19 July 2017

pip and private repositories: vendoring python

At work I am working on a project to migrate a series of Python apps into the cloud. Docker is a perfect fit for some of the apps, but one problem we ran into is getting our apps to build when they have a dependency on a private repository. Using a technique called vendoring we are able to work around this problem and ensure that our dependencies are well known. Let’s look at vendoring python code.

Vendoring Python: The basic problem

When docker builds an image we have it execute pip install -r requirements.txt to have install all of our Python dependencies.

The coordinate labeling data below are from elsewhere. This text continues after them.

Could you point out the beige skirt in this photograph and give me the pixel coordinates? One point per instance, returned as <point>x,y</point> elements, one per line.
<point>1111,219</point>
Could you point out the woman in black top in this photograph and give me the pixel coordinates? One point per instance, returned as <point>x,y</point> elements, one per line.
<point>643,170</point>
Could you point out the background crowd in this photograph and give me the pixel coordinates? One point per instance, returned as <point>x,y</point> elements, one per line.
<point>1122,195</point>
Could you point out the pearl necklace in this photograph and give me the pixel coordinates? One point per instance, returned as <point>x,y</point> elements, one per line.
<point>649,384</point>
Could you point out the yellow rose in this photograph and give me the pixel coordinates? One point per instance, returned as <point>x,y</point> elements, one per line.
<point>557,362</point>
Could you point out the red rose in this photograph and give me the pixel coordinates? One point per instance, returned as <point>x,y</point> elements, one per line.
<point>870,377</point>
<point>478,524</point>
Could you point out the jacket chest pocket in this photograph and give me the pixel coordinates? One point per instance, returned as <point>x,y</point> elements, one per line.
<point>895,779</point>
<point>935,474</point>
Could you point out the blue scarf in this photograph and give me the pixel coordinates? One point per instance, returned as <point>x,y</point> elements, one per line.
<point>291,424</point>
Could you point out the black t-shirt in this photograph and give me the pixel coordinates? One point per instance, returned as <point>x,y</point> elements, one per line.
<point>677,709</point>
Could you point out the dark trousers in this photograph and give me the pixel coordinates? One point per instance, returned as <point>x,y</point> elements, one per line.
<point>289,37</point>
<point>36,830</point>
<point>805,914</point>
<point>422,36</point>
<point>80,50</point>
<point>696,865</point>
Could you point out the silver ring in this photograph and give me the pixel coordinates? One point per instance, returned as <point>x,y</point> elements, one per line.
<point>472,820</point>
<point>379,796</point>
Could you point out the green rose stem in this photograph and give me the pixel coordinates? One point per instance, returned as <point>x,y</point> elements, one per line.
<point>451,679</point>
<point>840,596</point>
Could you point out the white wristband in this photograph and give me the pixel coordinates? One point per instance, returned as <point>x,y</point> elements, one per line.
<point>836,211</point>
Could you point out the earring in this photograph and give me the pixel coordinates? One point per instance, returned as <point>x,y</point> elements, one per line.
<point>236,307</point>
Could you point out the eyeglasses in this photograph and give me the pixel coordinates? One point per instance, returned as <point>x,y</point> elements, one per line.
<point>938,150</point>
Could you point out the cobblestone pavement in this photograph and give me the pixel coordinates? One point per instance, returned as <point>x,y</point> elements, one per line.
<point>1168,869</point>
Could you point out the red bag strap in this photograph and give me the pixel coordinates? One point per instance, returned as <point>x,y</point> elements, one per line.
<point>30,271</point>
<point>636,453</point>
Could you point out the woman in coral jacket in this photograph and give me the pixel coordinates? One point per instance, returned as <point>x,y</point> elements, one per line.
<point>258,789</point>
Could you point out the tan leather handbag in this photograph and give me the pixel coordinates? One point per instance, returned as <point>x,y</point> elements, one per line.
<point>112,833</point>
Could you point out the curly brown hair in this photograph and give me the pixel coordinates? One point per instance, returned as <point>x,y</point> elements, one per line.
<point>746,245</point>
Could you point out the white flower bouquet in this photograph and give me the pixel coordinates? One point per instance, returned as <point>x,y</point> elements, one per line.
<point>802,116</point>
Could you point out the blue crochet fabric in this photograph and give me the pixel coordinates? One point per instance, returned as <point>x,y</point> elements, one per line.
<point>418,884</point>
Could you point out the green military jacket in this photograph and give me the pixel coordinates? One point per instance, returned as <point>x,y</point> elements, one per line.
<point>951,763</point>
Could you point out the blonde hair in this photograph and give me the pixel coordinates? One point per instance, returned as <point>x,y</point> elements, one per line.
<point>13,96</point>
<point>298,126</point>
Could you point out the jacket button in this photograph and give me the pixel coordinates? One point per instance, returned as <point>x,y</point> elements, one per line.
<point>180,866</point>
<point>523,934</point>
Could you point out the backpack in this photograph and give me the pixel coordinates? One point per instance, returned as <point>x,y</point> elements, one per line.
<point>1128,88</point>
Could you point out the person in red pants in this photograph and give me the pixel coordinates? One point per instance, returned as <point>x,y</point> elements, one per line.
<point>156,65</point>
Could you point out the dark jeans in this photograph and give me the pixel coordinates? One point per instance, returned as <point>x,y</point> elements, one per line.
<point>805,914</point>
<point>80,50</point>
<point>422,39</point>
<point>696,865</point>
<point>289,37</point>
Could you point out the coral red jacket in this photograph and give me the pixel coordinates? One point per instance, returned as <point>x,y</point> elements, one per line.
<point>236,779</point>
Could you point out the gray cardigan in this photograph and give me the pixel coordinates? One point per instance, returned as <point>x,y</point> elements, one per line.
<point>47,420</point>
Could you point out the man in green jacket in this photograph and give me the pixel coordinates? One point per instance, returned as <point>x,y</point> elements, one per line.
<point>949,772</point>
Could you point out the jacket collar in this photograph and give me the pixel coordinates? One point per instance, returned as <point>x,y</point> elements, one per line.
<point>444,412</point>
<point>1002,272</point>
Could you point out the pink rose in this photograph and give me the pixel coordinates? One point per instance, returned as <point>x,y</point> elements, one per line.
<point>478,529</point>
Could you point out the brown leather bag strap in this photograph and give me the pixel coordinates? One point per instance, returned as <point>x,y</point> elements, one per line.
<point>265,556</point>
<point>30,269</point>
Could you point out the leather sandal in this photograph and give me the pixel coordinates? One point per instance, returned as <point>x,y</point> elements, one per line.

Inside of our requirements.txt file we have the normal dependencies like this:

oauthlib==0.7.1 requests==2.4.3 requests-oauthlib==0.4.2

But we also have some dependencies that live in private repositories and those have entries that look like this:

-e git+https://github.com/company-name/private-python-utils.git

This line tells pip to go to github and pull down that project. The catch is that for a private repo pip has to access to an ssh key that has access. If you run pip from the command line the operating system will supply that ssh key and pip is able to install the project. When docker runs pip, it does not have access to those ssh keys. As a result, the pip install fails because it can’t see the repository. [caption id=”” align=”alignleft” width=”1024”] Source: https://flic.kr/p/52ZAMB[/caption]

Shopping local with people you trust

It might be possible to add a key to docker to allow it access, but then this becomes a management pain: every thing that tries to run docker build is going to have to be setup with that key. (Think about CI services, new developers, etc.) Instead, a better solution is to “vendor” the code. This means taking a specific snapshot of the project and putting it into your project. As in checking it into git. I first saw this technique being used by people in the Go Lang community. They were doing it as a way to guarantee they were working with a “known” piece of code. (“known” meaning that they had done a security audit on it, etc.) Let’s walk through the high level steps and then discuss the reasons and details.

Package up the dependency

In Python, there is a special file called setup.py that lives in the root directory of a project. For libraries this is a useful file to have, it describes the project and its dependencies. ( Side note: if you are going to put a project into pypi.python.org having this file is a requirement) For details about setup.py I will refer you to this excellent article. This will get you up and running with a bare-bones file which is good enough for this exercise. With that file in place, the next step is to package up your code using the command:

python setup.py sdist

That will create a directory called dist which holds a copy of your project in an install-able form. I work almost exclusively on Linux systems and by default there it seems to produce .tar.gz files.

Adding the dependency

The next step is to take that distributable file and put it into a directory in the base of your project. As a convention, most people will call this directory “vendor”. This identifies it as things that are external-yet-essential to the project. Once the distributable file is there, the next step is to commit it to add it to version control. By doing this you guarantee that your code is now working against a known version of the dependency. This is a big deal in environments where immutability and repeatable builds are valuable.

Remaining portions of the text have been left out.